Supporting that notion is the fact that S&P dropped Berkshire Hathaway from the list and that company Chairman Warren Buffett and Vice Chairman Charlie Munger have also been critical of ESG and BlackRock’s Larry Fink, respectively. The announcement does not tell us what deviations the stakeholders were able to dig up on Berkshire to get it kicked out of the club.
At this point, one wonders how much membership in the ESG club matters when the most prominent members are arbitrarily shown the door. Musk is the world’s richest man. Buffett held that title for much of his life and is still not far from the top. Cracks are appearing in the shell, and ESG is starting to look more brittle than EGGS.

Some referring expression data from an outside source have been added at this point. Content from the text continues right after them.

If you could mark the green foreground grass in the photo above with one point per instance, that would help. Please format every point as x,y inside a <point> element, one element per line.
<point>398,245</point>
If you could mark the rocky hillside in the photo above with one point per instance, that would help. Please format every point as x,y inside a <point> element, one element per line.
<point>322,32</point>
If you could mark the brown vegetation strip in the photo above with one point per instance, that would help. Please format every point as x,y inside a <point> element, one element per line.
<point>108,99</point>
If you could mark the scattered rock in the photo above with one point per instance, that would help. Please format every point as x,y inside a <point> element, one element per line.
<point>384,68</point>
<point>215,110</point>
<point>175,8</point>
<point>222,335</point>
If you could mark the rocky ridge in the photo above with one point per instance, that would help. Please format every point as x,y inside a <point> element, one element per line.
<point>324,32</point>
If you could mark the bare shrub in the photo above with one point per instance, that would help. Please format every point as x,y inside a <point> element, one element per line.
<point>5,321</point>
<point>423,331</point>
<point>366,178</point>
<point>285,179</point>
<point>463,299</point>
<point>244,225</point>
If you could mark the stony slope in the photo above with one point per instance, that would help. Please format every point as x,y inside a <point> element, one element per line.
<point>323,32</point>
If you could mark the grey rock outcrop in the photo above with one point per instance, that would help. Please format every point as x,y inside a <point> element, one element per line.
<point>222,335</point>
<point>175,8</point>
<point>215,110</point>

And right on time, expert trendspotters like tech entrepreneur and investor Peter Thiel and hedge fund contrarian Bill Ackman have put up big money to start a firm called Strive Asset Management, which intends to counterbalance the politicized ESG agenda promoted by BlackRock and others. Both investors have built careers and vast fortunes spotting situations where the in-crowd was wrong. Heading up the new firm is successful biopharmaceutical entrepreneur Vivek Ramaswamy, author of Woke, Inc., who has tapped Justin Danhof, formerly of the National Center for Public Policy Research, a conservative think tank, as a member of his team. Danhof has spent a dozen years in the trenches of annual shareholder meetings fighting against the ideological capture of boardrooms while the rest of the movement slept through the stealth takeover of corporate America.
Conservatives, including conservative Christians, are no longer sleeping. They are now more fully awake to the reality of what has happened to the companies they buy from, work for, and hold in their 401(k)s. The question is, what will they do with that knowledge? Will they retreat into a religious ghetto hemmed in by endless commercial-boycott taboos, screening more and more companies out of their lives as larger swaths of corporate life convert to wokeism? Or will they instead confront and seek to reverse it?